Trucks in New Jersey will be allowed to idle during rest periods after all.
Gail Toth, executive director of the New Jersey Motor Truck Association, was informed this week that the New Jersey Department of Environmental Protection was extending the idling exemption for rest periods.
The news came through a letter from Bob Martin, acting commissioner for the state Department of Environmental Protection.
“The Department has consulted with the New Jersey State Police and the New Jersey Department of Transportation,” the letter reads. “And both agencies have recommended that the exemption remain in place for one year due to safety concerns.”
The state’s idling regulation was scheduled to sunset on April 30, meaning all trucks with pre-2007 model year engines would have been prevented from idling during all times except for extreme temperatures and emergency situations.
Toth said she is glad state officials realize the potential safety concerns created by not allowing drivers to idle during rest periods, but said there is more work to be done.
“While it is a victory, there is still more to be done,” Toth said. “We are working to change the rule so the exemption is allowed after 2011 as well. I can’t imagine that this being a safety issue now will somehow change in the next year.”
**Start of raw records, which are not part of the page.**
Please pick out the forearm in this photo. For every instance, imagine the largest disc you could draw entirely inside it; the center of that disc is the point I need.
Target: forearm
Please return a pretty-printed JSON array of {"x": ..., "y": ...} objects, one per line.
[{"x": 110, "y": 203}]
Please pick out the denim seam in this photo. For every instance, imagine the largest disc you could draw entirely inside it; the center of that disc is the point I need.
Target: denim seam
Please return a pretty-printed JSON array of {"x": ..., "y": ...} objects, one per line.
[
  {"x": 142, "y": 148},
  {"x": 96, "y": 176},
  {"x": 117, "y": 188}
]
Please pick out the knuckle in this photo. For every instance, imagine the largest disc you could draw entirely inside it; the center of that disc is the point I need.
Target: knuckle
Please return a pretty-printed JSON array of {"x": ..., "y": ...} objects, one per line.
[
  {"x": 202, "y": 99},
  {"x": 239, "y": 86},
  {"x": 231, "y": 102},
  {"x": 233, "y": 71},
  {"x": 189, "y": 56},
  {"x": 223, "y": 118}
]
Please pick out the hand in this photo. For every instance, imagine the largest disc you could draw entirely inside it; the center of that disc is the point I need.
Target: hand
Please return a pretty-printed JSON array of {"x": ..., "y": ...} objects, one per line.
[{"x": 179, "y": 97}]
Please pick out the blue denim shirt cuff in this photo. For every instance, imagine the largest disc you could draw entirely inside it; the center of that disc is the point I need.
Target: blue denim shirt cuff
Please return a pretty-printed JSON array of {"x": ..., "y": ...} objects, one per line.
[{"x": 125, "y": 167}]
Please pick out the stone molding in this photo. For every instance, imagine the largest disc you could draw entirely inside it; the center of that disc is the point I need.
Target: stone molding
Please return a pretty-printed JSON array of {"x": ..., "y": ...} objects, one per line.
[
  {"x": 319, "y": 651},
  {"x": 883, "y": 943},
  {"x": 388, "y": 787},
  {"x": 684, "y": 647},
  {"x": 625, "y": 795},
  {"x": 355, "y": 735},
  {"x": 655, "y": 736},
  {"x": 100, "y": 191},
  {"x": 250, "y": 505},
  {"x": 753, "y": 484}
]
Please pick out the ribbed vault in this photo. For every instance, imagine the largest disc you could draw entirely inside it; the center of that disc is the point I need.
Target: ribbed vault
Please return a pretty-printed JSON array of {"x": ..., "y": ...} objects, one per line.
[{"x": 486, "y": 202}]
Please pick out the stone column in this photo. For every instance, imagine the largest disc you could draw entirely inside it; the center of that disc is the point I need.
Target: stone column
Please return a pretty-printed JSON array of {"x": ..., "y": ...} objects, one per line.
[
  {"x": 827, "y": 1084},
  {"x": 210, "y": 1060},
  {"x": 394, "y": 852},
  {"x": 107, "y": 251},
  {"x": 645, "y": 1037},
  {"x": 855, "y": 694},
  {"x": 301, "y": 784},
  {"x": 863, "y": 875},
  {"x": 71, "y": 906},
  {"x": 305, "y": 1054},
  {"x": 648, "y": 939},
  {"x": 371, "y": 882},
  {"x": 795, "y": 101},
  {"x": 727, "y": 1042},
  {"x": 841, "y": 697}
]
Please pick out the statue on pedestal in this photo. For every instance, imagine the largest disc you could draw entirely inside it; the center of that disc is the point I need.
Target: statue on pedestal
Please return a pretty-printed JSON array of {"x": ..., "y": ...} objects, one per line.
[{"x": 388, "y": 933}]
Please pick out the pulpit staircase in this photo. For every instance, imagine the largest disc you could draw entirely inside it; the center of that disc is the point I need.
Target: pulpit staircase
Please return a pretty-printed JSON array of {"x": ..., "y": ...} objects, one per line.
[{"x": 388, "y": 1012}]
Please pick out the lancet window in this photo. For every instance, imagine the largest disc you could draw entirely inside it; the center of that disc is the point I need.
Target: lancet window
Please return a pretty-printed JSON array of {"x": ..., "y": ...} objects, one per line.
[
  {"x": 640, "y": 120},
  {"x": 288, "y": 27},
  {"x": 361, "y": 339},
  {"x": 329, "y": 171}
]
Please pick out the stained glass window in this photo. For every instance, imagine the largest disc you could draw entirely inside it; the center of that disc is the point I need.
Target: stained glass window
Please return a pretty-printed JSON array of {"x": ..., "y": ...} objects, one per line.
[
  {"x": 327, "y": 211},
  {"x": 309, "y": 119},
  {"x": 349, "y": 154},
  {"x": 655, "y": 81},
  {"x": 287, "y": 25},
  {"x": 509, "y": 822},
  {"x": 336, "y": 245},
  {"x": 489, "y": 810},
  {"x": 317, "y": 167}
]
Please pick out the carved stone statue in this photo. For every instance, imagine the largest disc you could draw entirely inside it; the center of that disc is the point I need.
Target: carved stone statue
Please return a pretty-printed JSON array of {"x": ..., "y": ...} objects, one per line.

Other exemptions for idling in New Jersey include to power mechanical operations such as lift gate pumps and cargo temperature; vehicles being serviced or repaired; motionless vehicles slowed by traffic congestion; and vehicles that have been stopped for three or more hours when temperatures are below 25 degrees, during which they’re allowed to idle for 15 minutes.
In his letter, Commissioner Bob Martin mentioned the distribution of grant money for truck owners to purchase APUs and bunk heaters, as well as $2.6 million in state money spent on installing truck stop electrification.
“Although the recent closing of IdleAire reduces the number of idling alternatives available in New Jersey, it is our hope that those facilities will resume operations in some format,” Martin wrote.